I mistakenly had asked this question in the MetaPhlan subject but meant to ask this about Humann, so I am reposting my question below (sorry, I am new to this suite of tools and confused the names):
I recently joined a lab and was provided two separate relative abundance output files from Humann on two sets of samples (diseased vs control samples) that were sequenced on the same run.
My question is, would it be more appropriate to rerun these samples through Humann all together since they were sequenced on the same run and I need to compare these samples altogether? Or, is it okay to just merge their pathway relative abundances and go forward with my statistical analyses?
My thought is to rerun all these samples together through Humann to get a more accurate depiction of the pathways identified and their coverages across samples since the coverage is relative and depends on which pathways are identified in each separate run through Humann, but I wanted to confirm by asking here. Thank you!
For future reference, I believe you can move your post from one “topic” to another. If that’s not something normal users can do, we moderators definitely can, so you can always ask for help moving the post.
For your actual question, I’m not sure I understand what you are asking? HUMAnN always operates on one sample at a time, so if each case and control sample were analyzed separately, and then the profiles were merged into a single table, that’s the right way to do things (and you’re already done!).
I tried to remove my original post but didn’t have permission, so I flagged it as was instructed by the website. As far as my question goes, let me clarify it further:
One of my datasets (let’s call it A) has 14,742 total pathways identified (including general and species-specific pathways). My other data set has 7,565 pathways identified.
My thought is: if A and B both share Pathway 1 (not species-specific) at similar coverages, but data set A has more pathways observed across the entire dataset than B, then it would appear after the relative abundance calculation that dataset A has a lower coverage than B - but that result could be a reflection of the relative abundance calculation and not the actual coverage of Pathway 1 in data set A vs. B.
That is why I am concerned about merging the pathway relative abundances for A and B together and then analyzing them, rather than just rerunning these datasets through Humann together.
I hope this clarifies the question a bit further! Thank you for your help!
Thanks for the clarification! I see what you are saying now. Because HUMAnN analyzes each sample independently (including normalization), I don’t think any aspect of rerunning HUMAnN will change this. Samples in dataset A have more pathways than B, so indeed (all else being equal) relative abundance normalization will tend to depress the abundances of A pathways and inflate the abundances of B pathways. This is a general property of compositional statistics and not necessarily wrong philosophically: there are more unique “things” in dataset A so proportionally each “thing” has lower relative abundance. It’s an important point to keep in mind when interpreting results, however: pathway X increasing in B samples vs. A samples doesn’t necessarily mean it is more advantageous in B.
One approach to this “problem” is so-called genome-size normalization, as implemented by MUSiCC and MicrobiomeCensus. With these methods, instead of normalizing functions’ abundances to the sum over all abundances, you specifically normalize to the average abundance of a set of universal single-copy marker genes. Abundances are then expressed as something more like “% of cells in the community that have the function” which are less vulnerable to compositional effects.
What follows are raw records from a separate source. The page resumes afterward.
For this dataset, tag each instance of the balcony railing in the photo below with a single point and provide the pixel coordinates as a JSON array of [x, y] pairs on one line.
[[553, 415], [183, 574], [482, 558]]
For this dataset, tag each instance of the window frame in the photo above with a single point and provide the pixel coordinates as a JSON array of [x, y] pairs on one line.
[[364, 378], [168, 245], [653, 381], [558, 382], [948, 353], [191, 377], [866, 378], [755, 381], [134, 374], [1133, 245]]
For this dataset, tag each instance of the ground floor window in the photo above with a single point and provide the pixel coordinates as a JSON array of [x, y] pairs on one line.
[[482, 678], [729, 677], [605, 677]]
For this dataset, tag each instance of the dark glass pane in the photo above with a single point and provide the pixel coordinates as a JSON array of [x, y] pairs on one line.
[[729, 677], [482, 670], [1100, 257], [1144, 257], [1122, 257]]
This helps, thank you so much for this explanation! I am now a bit more curious about the conclusions we can make based on the results of pathway X in B samples vs A samples.
When you say
could you please elaborate?
Are you saying that you can’t make that conclusion based on the differences in raw relative abundances of pathway X between B samples vs A samples?
My perspective is - If pathway X has a significantly greater coverage in B samples vs A samples, that could indicate its more prevalent (either in some taxa that have multiple copies of genes in pathway X, or maybe pathway X is well distributed across the microbiome), which suggests it is a useful mechanism of survival in the microbes from the B samples.
I am just curious as to your thoughts based on your reply. Thank you so much again for your time and thoughtful response!
If you’re talking about relative abundance, if Pathway X increases in B samples vs. A samples, it is hard to know if X is increasing in B or if so many other things are lost in B that X is just expanding in relative abundance space. Consider:
A = {X, Y, Z}
B = {X}
X is a constant there, but its relative abundance is 3x higher in B due to the loss of Y and Z!
These effects aren’t quite as marked in prevalence (presence/absence) unless the function you’re talking about is very rare, in which case it might go from “undetectable” to “detectable” in A vs. B as other functions are lost and its abundance expands (i.e. from below to above the detection limit). These effects also aren’t as marked if A vs. B have similar alpha diversity. We mainly worry about these effects when comparing environments or conditions where there is a marked difference in species-level diversity.
Thank you for clarifying. So if I wanted to compare the functional beta diversity of A and B for example to compare a set of specific pathways between them, would using a presence/absence metric like Jaccard distance be more appropriate?
I’ve seen several papers arcsin(square root()) transform these pathway relative abundances before downstream statistical analyses but I would appreciate your insight whenever you have a moment.
Again, thank you so much for your generosity, time, and patience with answering these inquires!